Of the numerous members of the supreme criminal court only four were against capital punishment; Admiral Mordvinov, Infantry General Count Tolstoy, Lieutenant General Emmanuel, and Senator Kushnikov. As for Speransky, having taken part in the conspiracy, he agreed to everything and did not oppose capital punishment.6
Volkonsky was sent to the Nerchinsk mines, and you can read about the sojourn in this horrible place in the Notes of Pr. Yevgeny Obolensky. You can imagine what he endured at hard labor, where the officer in charge, Timofey Stepanovich Burnashov, once threatened to beat him and Prince Trubetskoy with a lash. He was joined by his wife, Princess Maria Nikolaevna, whom he had married at the beginning of 1825. The 17-year-old beauty did not want to marry a 38-year-old man; she yielded only to the advice and urging of her parents, but, once having married, throughout her entire life she behaved like a true heroine, earning the admiration of her contemporaries and posterity. Her parents did not want to let her go to Siberia; she went, having escaped their watchfulness, and left behind her baby son (who died soon after). Arriving in Irkutsk, she was overtaken by a courier bringing her a letter from Benkendorf, who, in the name of the sovereign, tried to convince her to return, which she refused to do. The Irkutsk authorities presented her with the regulations concerning wives of convicts, where it was said that the factory authority could use them for private jobs, and might force them to wash floors. She announced that she was ready for anything—she had come to be with her husband and never to part from him again. In August 1827, Volkonsky and his comrades were transferred from the Nerchinsk mines to a fortress especially built for them at the confluence of the Chita and Ingoda rivers (and where the city of Chita is
now located), and where they found many Decembrists who had been brought from the Petersburg fortress. There were 75 people in all at Chita. They organized their household in common; it was decided that each one would contribute five hundred paper rubles annually; but, in order to relieve the burden of payment on poor comrades, Volkonsky, Trubetskoy, fon Vizin, and Nikita Muravyov each gave up to three thousand a year; Vadkovsky, Ivashev, Lunin, Svistunov, and several others also gave more than the assigned amount; the affluent ones pooled their resources together for books and journals for common use.
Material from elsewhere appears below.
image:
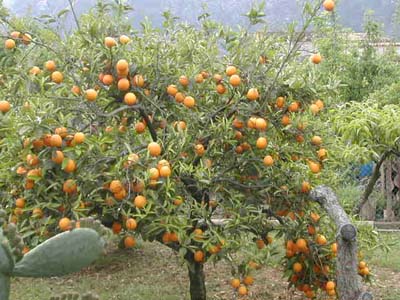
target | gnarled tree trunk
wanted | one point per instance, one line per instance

In August 1830 they were all taken to the Petrovsky factory settlement, 400 versts7 from Chita, and afterward, little by little, scattered about Siberia. In December 1834, Volkonsky's mother died, and on her deathbed she asked the sovereign to lighten her son's fate; he was allowed to live at Petrovsky as a settler and not a convict, i.e., live not in the fortress, but in his wife's house. In 1836 he was transferred to the settlement of Urikovskoe, 19 versts from Irkutsk. Several years later he was allowed to live in Irkutsk itself as a Urikovskoe settler, and he remained there until 1856. The Russian government, which knows how to execute, exile, and punish fiercely and incoherently, did not know how to forgive; they would not allow Volkonsky to live in Petersburg, and they only allowed him to spend time in Moscow because of the serious illness suffered by his in-law Molchanov. The years had taken their toll; Sergey Grigorevich had aged and he suffered from gout, but he was still in good spirits and took a lively part in everything happening around him; everything noble found an echo in him, and the years-long suffering did not diminish the limitless goodness in his heart, the distinctive feature of this attractive man, who in his venerable old age had preserved all the warmth of his exalted youthful feelings. In August 1863 he lost his wife, and this blow struck him inexpressibly. Since that time his health began to fail, he lost a leg, and, on November 28, 1865, at the age of 78, he quietly died in his daughter's arms in the village of Voronki, in Koze- letsk region of the Chernigov province.